Albert Perez is an attorney on Fort Worth's predominantly Hispanic North Side. A few years ago, Perez and a handful of other Hispanic leaders looked around at the political leadership in Fort Worth and Tarrant County and saw few officeholders who looked like them. There were no Hispanics on the Fort Worth City Council, none on the county commissioners' court, none on Arlington City Council or its school board. They did have three members of the Fort Worth school board and a couple of justices of the peace. Oh yeah, and they had Hector Garcia, mayor of Watauga, population 22,089.
But living in a county that is 20 percent Hispanic and a city that is nearly one-third Hispanic, Perez and his friends thought they could do better. They started meeting every month and brainstorming to find ways to get more Hispanics to run. After about a year, they had found no one. They disbanded about a year ago.
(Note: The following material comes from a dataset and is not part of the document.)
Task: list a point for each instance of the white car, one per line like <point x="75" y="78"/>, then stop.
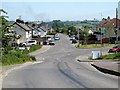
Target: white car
<point x="30" y="42"/>
<point x="57" y="38"/>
"We never could get anyone to run," Perez, 57, said. "Everyone we talked to was too busy making a living to run. A lot of them were like me. I have a law office to run. I'm still paying off college tuition. I'd rather play with my grandchildren than run for office."
I asked Perez if the Tarrant County Democratic Party had ever participated in the meetings. "They were aware we were meeting," Perez said of the TCDP's leadership, "and I guess it would have helped if they had participated. I mean, we were interested in Democratic candidates, because most Hispanics feel more comfortable with the Democratic ideology than the Republican. But I guess it speaks volumes about our relationship with the Democratic Party that we didn't think of approaching them, and they didn't ask if they could participate."
"I think they just saw what we were doing as an impossibility," Perez continued. "If we couldn't find someone among ourselves, how could these white guys in the party structure hope to find Hispanic candidates for us?"